Firstly, since closing our doors we have been working with the UK Cinema Association and Independent Cinema Office to understand what is needed to re-open our special and historic venue safely. It is clear to me that whilst it will be possible to open up to the public in a safe way, the nature of our building means that we need to put in place additional measures such as temporarily-rearranging the orientation of the bar, commissioning signage, and adapting ticketing systems. We need to get this right for our staff and customers, so rushing to open in July was not an option.

Secondly, as a result of the customer survey we sent out in May (thank you to the 1400+ people who responded!), it was clear to us that many feel that July is too early. A sizeable number of respondents (41%) said that the earliest they would consider returning to the cinema is August/September. Combined with the fact that, when we do eventually re-open, we will be functioning with a reduced capacity of 20-30%, it will not be financially viable for the cinema’s public programme to re-open until the autumn.

Our third reason for waiting until September relates to our programming. The independent cinema sector is less reliant on summer blockbusters as the larger multiplexes, and the UPP is no different. Seeing as we also show films 4-6 weeks after their initial release date, it doesn’t make sense to rush reopening when the new releases that interest our audiences aren’t yet available to us.

Please tell us some more about the rewards that are up for grabs in the Crowdfunder
Hopefully there will be something for everyone! We have worked with one of our favourite East Oxford designers at Nope Print Studio and they have created some stylish limited edition merchandise for us in bold art-deco inspired colours to complement the cinema’s heritage.

There will be hand-printed A3 posters, mugs, tea-towels and badge sets for you to show off your support for Oxford’s only independent cinema. For those who really want to splash out, some of the bigger ticket items include a discounted Private Hire of the cinema so that you and your family/friends can watch a film on our big screen, or even one of our special and very limited edition Golden Tickets, that will grant you and a guest entry to every single one of our screenings in 2021!

If you reach the target, are there still plans to launch a community ownership campaign in the future?
Absolutely.

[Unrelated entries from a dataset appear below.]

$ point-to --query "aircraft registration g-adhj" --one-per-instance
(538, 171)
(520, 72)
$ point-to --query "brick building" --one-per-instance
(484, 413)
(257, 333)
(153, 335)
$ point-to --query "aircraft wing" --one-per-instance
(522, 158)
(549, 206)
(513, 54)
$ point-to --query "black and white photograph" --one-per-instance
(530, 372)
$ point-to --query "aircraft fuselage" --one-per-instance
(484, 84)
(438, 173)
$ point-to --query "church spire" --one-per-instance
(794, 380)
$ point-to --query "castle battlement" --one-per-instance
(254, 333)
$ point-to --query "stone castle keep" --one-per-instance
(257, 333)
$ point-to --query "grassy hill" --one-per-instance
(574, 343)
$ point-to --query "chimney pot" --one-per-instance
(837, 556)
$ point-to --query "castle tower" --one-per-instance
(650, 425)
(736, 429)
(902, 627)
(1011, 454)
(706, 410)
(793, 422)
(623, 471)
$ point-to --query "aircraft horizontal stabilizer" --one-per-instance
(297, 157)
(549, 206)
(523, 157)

The current cinema owners (legal guardians of the estate of Becky Hallsmith, the previous owner) and the group of UPP supporters (the UPP Community Benefit Society) are still eager to go through with plans for a community ownership campaign but these are currently on pause until the cinema re-opens.

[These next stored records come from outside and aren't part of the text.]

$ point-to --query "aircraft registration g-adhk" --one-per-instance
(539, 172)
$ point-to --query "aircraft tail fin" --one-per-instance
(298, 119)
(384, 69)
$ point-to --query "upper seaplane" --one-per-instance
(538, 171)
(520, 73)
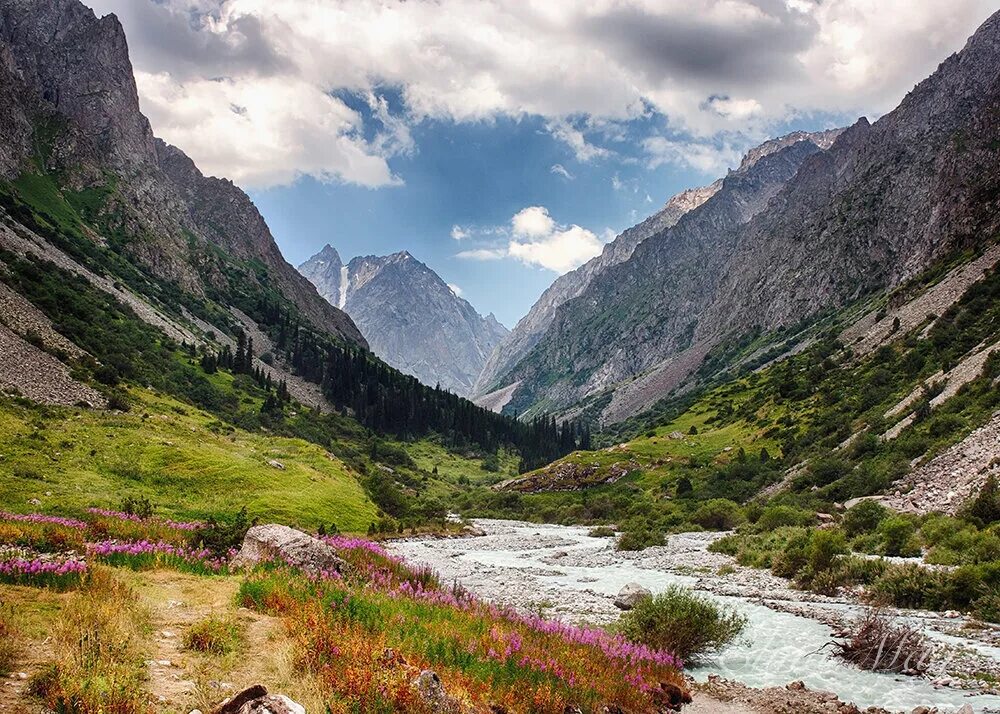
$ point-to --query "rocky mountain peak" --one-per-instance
(409, 315)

As well as contributing to the Crowdfunder, is there anything else people can do to help?
Tell more people about the Crowdfunder! Help spread the word to those who will want to help save the UPP. We’d also encourage people to follow us on Instagram, Twitter or Facebook and sign up to our e-newsletter if they haven’t already. We’ll be documenting the progress of the campaign on those channels with #SavetheUPP, as well as on the blog section of our website.

How have you managed to stay connected with Oxford's film-loving community while you have been closed? What are you most looking forward to about reopening?
Even though our doors have been closed, our social media channels have been very much open and we’ve been eager to keep the conversation around cinema going. We’ve dedicated Fridays on our social media channels to our Friday Film Club - where we make film streaming recommendations based around a single theme. I would think that everyone has gone streaming mad during lockdown, and it’s a great way to discover new films. However, it doesn't quite compare to sitting in our auditorium with a cup of tea or a bottle of beer and watching something on the big screen surrounded by fellow film lovers. That’s what I’m most looking forward to!